Welcome to a special birthday edition of the reading list, since I celebrated my birthday yesterday! Does that change my reading habits? Eh, not really. I suppose this list includes more fiction and abstract texts. But, that’s pure coincidence.
Let’s see what we’ve got this month.
Sherman Alexie – The Absolutely True Diary of a Part-Time Indian
On paper, Alexie wrote a book outside my usual range. It’s a first person story about a teenager built largely around that teenager’s cartoon sketches of his life.
But when it goes well, it goes well. And this book goes well. Alexie tells the story of a teenage boy on a Spokane Indian Reservation. Through the teen format, he presents a wide range of important topics in a short space. But he takes as his central theme the struggles of an overachieving Native American teenager in a world that denies him of some opportunities…and then gives others only begrudgingly.
Jonathan Allen and Amie Parnes – Lucky
I don’t usually read books on presidential campaigns. At least not ones written by reports. But I made an exception for this book because I enjoyed Allen and Parnes’ book on the 2016 Clinton campaign. Did they strike gold twice?
Not exactly. I guess it’s tougher to write about a winning campaign than a losing one. Overall, Allen and Parnes provide competent coverage. However, I didn’t learn as much from this one. Allen and Parnes focus mostly on the primaries in this book, which makes sense given their theme. Biden in many ways got ‘lucky’ during the primaries. He relied, among other things, on Democratic Party fear of Bernie Sanders.
But the theme doesn’t work well for the general election. Biden polled ahead of Trump from start to finish. His win shouldn’t have surprised us.
Ernest Cline – Ready Player Two
Ready Player One roared out of the gate as both a successful debut novel and film. It caught some flak for its use of nostalgia, particularly in the context of certain social justice issues concerning the film industry. For the most part, I thought Cline’s first novel (and Spielberg’s film) got caught in a bad place at a bad time. The book relied far less on nostalgia than claimed, and even the film did a decent job laying out the broader (and generally quite plausible) sci-fi dystopian future.

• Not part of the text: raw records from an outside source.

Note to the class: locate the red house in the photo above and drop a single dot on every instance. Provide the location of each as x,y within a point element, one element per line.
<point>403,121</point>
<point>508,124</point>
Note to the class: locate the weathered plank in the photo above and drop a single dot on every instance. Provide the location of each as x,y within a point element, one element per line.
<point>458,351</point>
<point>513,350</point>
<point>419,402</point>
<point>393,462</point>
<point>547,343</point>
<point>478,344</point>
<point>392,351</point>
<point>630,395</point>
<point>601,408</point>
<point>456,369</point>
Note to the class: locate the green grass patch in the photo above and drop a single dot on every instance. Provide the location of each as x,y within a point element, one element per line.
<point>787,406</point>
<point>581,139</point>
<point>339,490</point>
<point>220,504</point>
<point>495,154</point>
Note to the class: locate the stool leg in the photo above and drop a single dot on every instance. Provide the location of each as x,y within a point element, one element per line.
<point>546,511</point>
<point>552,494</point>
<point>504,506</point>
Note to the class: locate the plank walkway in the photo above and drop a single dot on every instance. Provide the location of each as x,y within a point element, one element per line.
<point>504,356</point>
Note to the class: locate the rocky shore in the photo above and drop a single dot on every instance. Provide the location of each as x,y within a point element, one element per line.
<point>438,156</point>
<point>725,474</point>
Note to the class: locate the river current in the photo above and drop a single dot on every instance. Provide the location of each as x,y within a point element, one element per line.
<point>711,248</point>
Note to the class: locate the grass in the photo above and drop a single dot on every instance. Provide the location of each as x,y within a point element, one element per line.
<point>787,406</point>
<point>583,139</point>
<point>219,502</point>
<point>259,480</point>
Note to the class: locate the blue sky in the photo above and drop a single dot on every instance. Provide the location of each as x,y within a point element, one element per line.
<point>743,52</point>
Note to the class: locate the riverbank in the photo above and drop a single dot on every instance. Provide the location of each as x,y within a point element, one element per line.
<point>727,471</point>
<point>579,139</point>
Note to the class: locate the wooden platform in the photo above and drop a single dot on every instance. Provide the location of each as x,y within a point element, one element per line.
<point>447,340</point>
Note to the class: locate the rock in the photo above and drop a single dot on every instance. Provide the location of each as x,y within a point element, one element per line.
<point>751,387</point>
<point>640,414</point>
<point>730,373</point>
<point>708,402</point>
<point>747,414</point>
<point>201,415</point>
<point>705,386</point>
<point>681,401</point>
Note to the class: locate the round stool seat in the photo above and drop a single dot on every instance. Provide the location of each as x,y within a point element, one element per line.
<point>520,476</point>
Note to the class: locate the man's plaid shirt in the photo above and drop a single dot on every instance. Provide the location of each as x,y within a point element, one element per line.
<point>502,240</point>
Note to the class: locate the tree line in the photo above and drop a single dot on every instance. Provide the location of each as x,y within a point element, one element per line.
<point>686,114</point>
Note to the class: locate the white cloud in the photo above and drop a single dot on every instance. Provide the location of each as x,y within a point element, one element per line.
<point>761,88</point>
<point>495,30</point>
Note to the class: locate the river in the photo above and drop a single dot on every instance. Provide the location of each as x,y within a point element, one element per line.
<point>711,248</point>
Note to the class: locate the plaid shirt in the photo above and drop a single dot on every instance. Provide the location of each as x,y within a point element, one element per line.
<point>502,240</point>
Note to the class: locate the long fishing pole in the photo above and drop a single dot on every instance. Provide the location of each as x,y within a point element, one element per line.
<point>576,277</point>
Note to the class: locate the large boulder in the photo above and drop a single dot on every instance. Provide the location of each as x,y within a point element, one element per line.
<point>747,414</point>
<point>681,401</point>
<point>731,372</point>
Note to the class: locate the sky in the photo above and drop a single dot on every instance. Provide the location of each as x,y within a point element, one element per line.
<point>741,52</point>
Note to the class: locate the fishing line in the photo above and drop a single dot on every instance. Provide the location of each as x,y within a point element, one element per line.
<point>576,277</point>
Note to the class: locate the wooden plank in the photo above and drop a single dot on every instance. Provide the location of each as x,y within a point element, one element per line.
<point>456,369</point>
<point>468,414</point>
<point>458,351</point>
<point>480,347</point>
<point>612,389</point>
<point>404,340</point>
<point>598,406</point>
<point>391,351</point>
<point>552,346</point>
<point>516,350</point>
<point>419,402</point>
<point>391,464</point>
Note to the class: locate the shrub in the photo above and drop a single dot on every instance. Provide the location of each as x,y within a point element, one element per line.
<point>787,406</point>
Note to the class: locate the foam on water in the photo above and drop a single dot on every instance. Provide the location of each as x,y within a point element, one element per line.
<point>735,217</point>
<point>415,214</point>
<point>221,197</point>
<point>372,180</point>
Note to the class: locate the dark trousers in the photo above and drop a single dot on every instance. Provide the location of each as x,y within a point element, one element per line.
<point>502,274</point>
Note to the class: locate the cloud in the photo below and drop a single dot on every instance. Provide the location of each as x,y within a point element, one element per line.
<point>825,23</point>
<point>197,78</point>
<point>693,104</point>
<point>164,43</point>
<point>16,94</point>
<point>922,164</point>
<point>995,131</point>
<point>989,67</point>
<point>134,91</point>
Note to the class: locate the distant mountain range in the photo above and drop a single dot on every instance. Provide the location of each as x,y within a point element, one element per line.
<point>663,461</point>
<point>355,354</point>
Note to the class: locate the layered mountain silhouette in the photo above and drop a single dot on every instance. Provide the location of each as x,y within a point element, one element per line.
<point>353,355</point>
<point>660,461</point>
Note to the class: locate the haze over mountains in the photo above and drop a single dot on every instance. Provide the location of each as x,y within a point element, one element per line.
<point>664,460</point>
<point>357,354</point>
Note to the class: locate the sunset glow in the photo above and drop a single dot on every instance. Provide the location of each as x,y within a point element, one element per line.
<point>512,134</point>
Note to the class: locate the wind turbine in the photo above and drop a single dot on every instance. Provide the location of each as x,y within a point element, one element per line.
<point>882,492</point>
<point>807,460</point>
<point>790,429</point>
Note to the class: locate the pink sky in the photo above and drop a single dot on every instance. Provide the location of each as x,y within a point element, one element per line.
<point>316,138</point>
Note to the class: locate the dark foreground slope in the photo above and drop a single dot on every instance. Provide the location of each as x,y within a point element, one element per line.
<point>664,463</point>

And next comes the sequel – Ready Player Two. It actually does fit the picture critics painted of the first one. It’s not that it’s a bad book. It’s not. I enjoyed it, and I won’t argue that you shouldn’t read it. But the book feels so…unnecessary. In this one, Cline dives completely into nostalgia, basically ignoring the broader fictional universe he built in the first one. No major world problems or issues get solved. We find out little more about the (real, not virtual) world the characters inhabit.
Connie Willis – To Say Nothing of the Dog
I wrote about the first book in Willis’s Oxford Time Travel series in my previous reading list. So, I moved on to the second! Unlike the very serious – and a bit uncanny – first book, Willis takes a lighthearted approached in the second. Here we find more situational comedy and timeline confusion.
In short, Willis writes a story about an eccentric American donor who takes over Oxford’s history department and demands that time-traveling historians go back to the past to locate an object from a British church. While most of the historians travel to the World War II era, the story follows one who travels to Victorian England.
Along the way, we learn a lot about the Victorian era while the historian struggles to fix any timeline discrepancies. Willis gives us another good read.
Ludwig Wittgenstein – Culture and Value
I recently re-read Wittgenstein’s Philosophical Investigations. Culture and Value is a collection of remarks found after Wittgenstein’s death. The remarks cover a wide range of his life and career. There’s probably not a great deal to say about these remarks, other than the fact that they’re probably best seen as supplemental material for someone looking deeper into Wittgenstein’s biography or personal life.